Expliciet is de thematiek aanwezig in 'Sneeuw' (1973), 'Meeuwen' (1975) en 'Onder ijsbergen' (1981), drie romans die zijn gesitueerd op noordelijke eilanden en waarin een verdwijning in letterlijke of overdrachtelijke zin centraal staat. In 'Sneeuw' gaat het om een Nederlandse man die op een klein Zweeds eiland bij een auto-ongeluk zijn vrouw heeft verloren, maar zich van het fatale moment niets herinnert. Bijna als een detective probeert hij dat moment te herscheppen met ten slotte een fatale afloop.
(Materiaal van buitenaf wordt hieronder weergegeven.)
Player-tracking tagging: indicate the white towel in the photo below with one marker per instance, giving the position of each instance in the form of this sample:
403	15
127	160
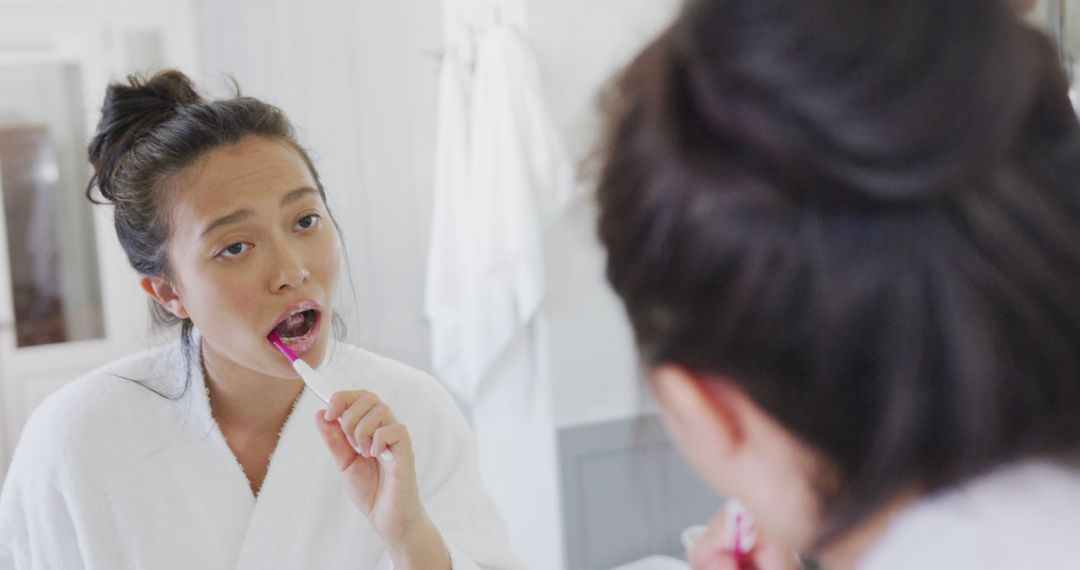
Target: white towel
501	174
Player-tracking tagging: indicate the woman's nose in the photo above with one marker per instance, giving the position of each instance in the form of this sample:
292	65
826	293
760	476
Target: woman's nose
289	271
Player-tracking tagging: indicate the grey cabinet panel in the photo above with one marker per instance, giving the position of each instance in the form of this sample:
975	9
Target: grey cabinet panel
626	493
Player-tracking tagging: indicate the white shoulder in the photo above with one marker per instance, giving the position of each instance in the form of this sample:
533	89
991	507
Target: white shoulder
103	398
355	368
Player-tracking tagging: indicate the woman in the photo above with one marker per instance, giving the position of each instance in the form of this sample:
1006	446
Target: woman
205	453
848	238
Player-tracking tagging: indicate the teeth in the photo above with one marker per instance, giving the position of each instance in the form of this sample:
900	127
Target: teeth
293	321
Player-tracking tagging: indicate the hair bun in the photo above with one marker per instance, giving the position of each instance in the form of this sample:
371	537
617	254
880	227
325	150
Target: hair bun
131	110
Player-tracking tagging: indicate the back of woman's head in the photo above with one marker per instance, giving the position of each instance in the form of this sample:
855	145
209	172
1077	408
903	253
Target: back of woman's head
865	215
151	130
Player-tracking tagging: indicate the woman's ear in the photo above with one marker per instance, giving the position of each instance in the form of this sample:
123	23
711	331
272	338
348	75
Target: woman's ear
166	296
703	416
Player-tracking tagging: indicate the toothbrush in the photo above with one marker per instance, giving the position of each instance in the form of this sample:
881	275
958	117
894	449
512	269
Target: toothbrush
311	379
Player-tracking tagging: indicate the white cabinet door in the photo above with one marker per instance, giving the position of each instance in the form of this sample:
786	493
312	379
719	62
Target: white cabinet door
68	299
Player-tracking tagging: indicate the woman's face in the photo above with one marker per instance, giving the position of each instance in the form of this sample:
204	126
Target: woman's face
252	249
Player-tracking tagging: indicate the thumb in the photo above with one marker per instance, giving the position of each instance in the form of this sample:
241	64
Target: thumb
334	437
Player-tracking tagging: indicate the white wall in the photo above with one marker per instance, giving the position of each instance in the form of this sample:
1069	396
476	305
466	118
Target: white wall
580	45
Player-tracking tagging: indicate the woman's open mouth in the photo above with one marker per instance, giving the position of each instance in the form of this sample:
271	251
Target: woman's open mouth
300	329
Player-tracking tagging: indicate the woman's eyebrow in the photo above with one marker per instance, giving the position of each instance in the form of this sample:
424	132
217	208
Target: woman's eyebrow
244	213
227	219
297	194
Ook demente mensen houden zich niet aan de lineaire tijdsopvatting. Ze maken als het ware de cirkel rond door terug te keren naar het beginpunt. Het moge dan ook duidelijk zijn dat Bernlefs meest succesvolle roman (in termen van verkoop) 'Hersenschimmen' zeer verweven is met de rest van zijn werk. Nadat hij in de verhalenbundels 'Hondedromen' (1974) en 'Anekdotes uit een zijstraat' (1978) al schreef over ouderdom, vergeetachtigheid en dementie, durfde hij het in deze roman aan om 'van binnenuit', namelijk vanuit het gezichtspunt van een dementerende man, te schrijven. Daardoor werd deze roman ook een veel directer en emotioneler boek dan veel van zijn andere werk. Waar de hoofdfiguur in 'Hersenschimmen' geleidelijk zijn wereld verliest, bouwt de hoofdfiguur in 'Eclips' (1994) deze juist geleidelijk weer op na tijdens het autorijden getroffen te zijn door een neurologische stoornis, waarschijnlijk een hersenbloeding. Zijn geheugen, gezichtsvermogen, spraak en motoriek zijn aangetast en komen stukje bij beetje terug.
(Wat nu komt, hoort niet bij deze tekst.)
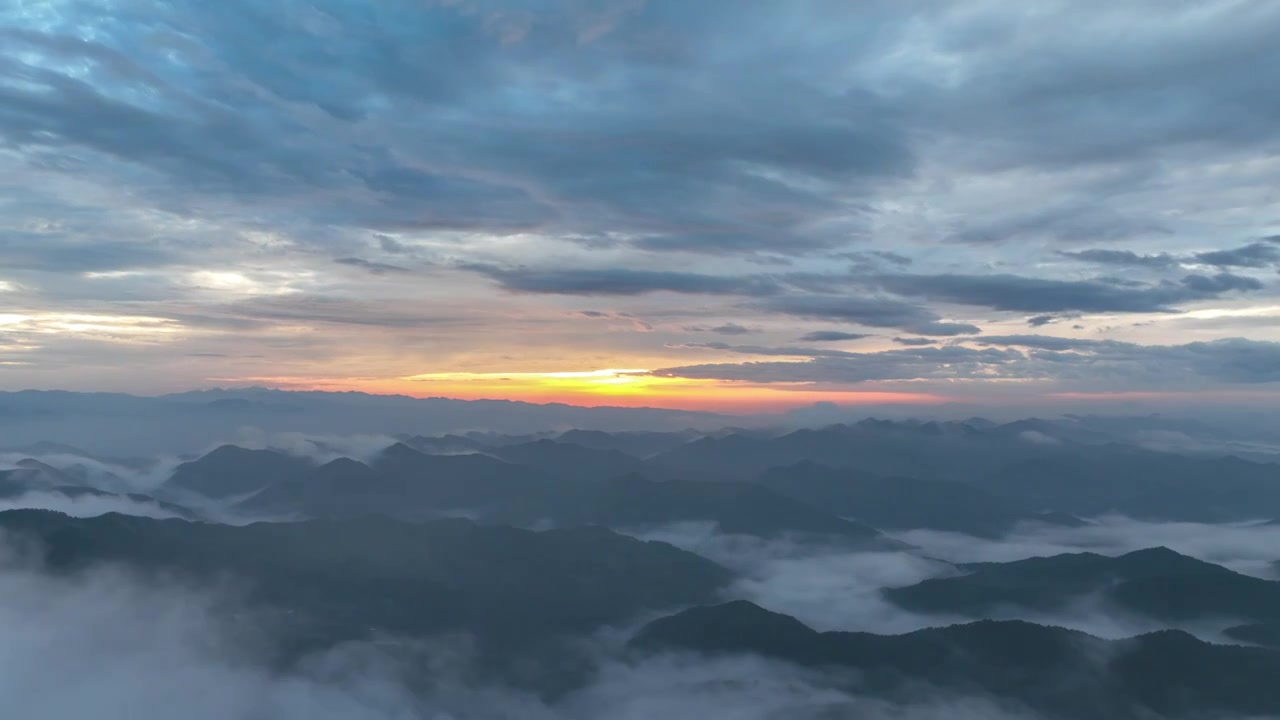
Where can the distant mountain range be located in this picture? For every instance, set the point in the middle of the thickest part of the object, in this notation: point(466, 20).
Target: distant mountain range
point(1157, 582)
point(1054, 671)
point(977, 478)
point(530, 597)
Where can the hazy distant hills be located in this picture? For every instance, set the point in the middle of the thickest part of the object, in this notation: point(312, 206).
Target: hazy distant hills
point(31, 475)
point(405, 483)
point(1051, 670)
point(982, 481)
point(1157, 582)
point(972, 477)
point(525, 596)
point(127, 424)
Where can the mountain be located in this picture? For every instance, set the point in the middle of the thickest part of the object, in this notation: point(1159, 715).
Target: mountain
point(233, 470)
point(1156, 582)
point(1051, 670)
point(899, 502)
point(949, 451)
point(126, 424)
point(35, 477)
point(568, 460)
point(408, 484)
point(632, 501)
point(1266, 634)
point(1141, 483)
point(343, 579)
point(402, 483)
point(635, 443)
Bernlef is een veelzijdig en produktief auteur. Niet alleen heeft hij romans, verhalen en gedichten geschreven, zijn bibliografie vermeldt ook toneelstukken en essays over uiteenlopende onderwerpen (jazz, literatuur, schilderkunst, fotografie). Speciale vermelding verdient het tijdschrift 'Barbarber', dat Bernlef in 1958 met Gerard Stigter en Gerard Bron oprichtte. Door op allerlei manieren het alledaagse binnen de poëzie te halen, wilden de redactieleden de grenzen van het literaire doorbreken. Een vaste werkmethode daarbij was het gebruik van 'ready-mades': bestaande teksten (zoals reclamekreten en kranteknipsels) die, uit hun context gelicht, tot poëzie werden.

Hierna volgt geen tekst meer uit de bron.